Doğu Perinçek’in Ahval’den Eşref Aydoğmuş’a verdiği röportaj, birçok yönüyle konuşuldu, tartışıldı. Benim asıl dikkatimi çeken, bu boyutu oldu. Perinçek’in 15 Temmuz akşamından bu yana var olan ve bu röportajda da karşımıza çıkan üslubu… Tamamen ‘mal sahibi’ havasında konuşuyor. Malının defolarını kapatmaya, ne kadar kusursuz, ne kadar güzel, ne kadar gerekli olduğunu anlatmaya çalışan Salı Pazarı tezgahtarı gibi. Bir, “Bozuk çıkarsa kafamı kırarım abi” demediği kalmış.
***
Perinçek’e aşırı anlamlar yükleyenlerden değilim. Bir ‘fabrikatör’ ve ‘distribütör’. Lafazan olduğu için ağzından sürekli ‘genel merkez’in planlarını deşifre eden cümleler sadır oluyor. Bu açıdan biz gazeteciler için de bulunmaz bir kaynak. Belki, şöyle bir düzeltme yapmak gerekir: Perinçek mal sahibinden ziyade iyi bir tezgahtar.

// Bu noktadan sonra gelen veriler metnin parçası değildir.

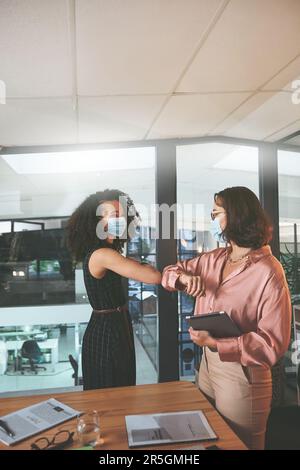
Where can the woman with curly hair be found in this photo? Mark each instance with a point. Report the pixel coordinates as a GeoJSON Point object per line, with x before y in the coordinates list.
{"type": "Point", "coordinates": [248, 282]}
{"type": "Point", "coordinates": [97, 232]}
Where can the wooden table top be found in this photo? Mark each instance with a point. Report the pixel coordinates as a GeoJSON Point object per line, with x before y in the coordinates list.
{"type": "Point", "coordinates": [113, 404]}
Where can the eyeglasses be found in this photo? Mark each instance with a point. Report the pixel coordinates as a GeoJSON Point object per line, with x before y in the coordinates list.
{"type": "Point", "coordinates": [214, 214]}
{"type": "Point", "coordinates": [60, 440]}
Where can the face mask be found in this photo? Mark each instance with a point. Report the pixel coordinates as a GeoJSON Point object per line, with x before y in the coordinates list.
{"type": "Point", "coordinates": [117, 226]}
{"type": "Point", "coordinates": [216, 231]}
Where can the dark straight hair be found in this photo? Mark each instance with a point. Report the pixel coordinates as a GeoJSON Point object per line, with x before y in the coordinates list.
{"type": "Point", "coordinates": [247, 223]}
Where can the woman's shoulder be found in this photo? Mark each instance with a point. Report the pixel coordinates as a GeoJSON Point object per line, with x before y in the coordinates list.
{"type": "Point", "coordinates": [274, 271]}
{"type": "Point", "coordinates": [215, 253]}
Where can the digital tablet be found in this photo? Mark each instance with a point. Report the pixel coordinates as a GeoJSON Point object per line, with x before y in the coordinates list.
{"type": "Point", "coordinates": [218, 324]}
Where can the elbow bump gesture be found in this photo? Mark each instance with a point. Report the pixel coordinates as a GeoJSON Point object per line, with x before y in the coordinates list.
{"type": "Point", "coordinates": [194, 285]}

Her ne ise… Çok da fark etmiyor.
***
Bir kere işin tuhaf tarafı şu: 15 Temmuz’un ne olup ne olmadığını, yüzde çeyrek oyu olan bir partinin genel başkanına soruyoruz. Olayın taraflarından biri de doğal olarak o görülüyor. Bir Cumhurbaşkanı’na soruyoruz (daha doğrusu soramıyoruz), bir MİT’e soruyoruz (daha doğrusu soramıyoruz), bir Genelkurmay’a soruyoruz (daha doğrusu soramıyoruz) bir de Perinçek’e soruyoruz. İşte o da hepsi adına konuşuyor sağ olsun. Darbe girişiminin basın-halkla ilişkiler ayağı gibi. Ya da 15 Temmuz Sözcüsü…

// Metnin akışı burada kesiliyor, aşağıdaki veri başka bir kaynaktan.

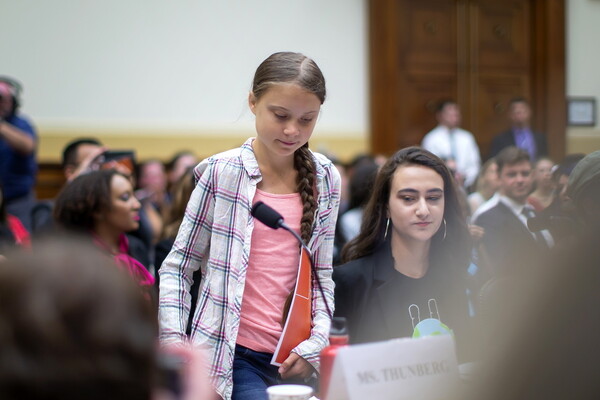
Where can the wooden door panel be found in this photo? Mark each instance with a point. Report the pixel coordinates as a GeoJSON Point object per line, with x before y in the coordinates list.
{"type": "Point", "coordinates": [478, 52]}
{"type": "Point", "coordinates": [420, 94]}
{"type": "Point", "coordinates": [502, 34]}
{"type": "Point", "coordinates": [493, 95]}
{"type": "Point", "coordinates": [428, 36]}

Bu yönüyle bir alt metin okuması yaptığımızda, Perinçek aslında 15 Temmuz’un ne olduğunu da bize gayet güzel anlatıyor.
***
Dünyada 15 Temmuz’la ilgili kafası net olan iki kişi var: Biri Erdoğan, biri de Perinçek. Onların şahsında temsil ettikleri kitleleri de kastediyorum tabi ki… Bakın mesela Meclis’teki partilerden CHP, bir ‘kontrollü darbe’ raporu açıkladı. HDP ve MHP, TBMM Komisyonu’nun darbe raporuna şerhler düştü. Hatta daha yakınlarda HDP Sözcüsü Ayhan Bilgen, “Adil Öksüz’ün arkasında MİT Müsteşar Yardımcısı Sabahattin Asal var” iddiasını ortaya attı. Sadece siyasi partiler değil, azıcık mantığı, özgür iradesi, vicdanı, izanı olan herkesin zihninde çözülemeyen karanlık noktalar var. Hatta aylar geçtikçe bu noktalar aydınlanacağına daha fazla kararıyor. Sorular çoğalıyor.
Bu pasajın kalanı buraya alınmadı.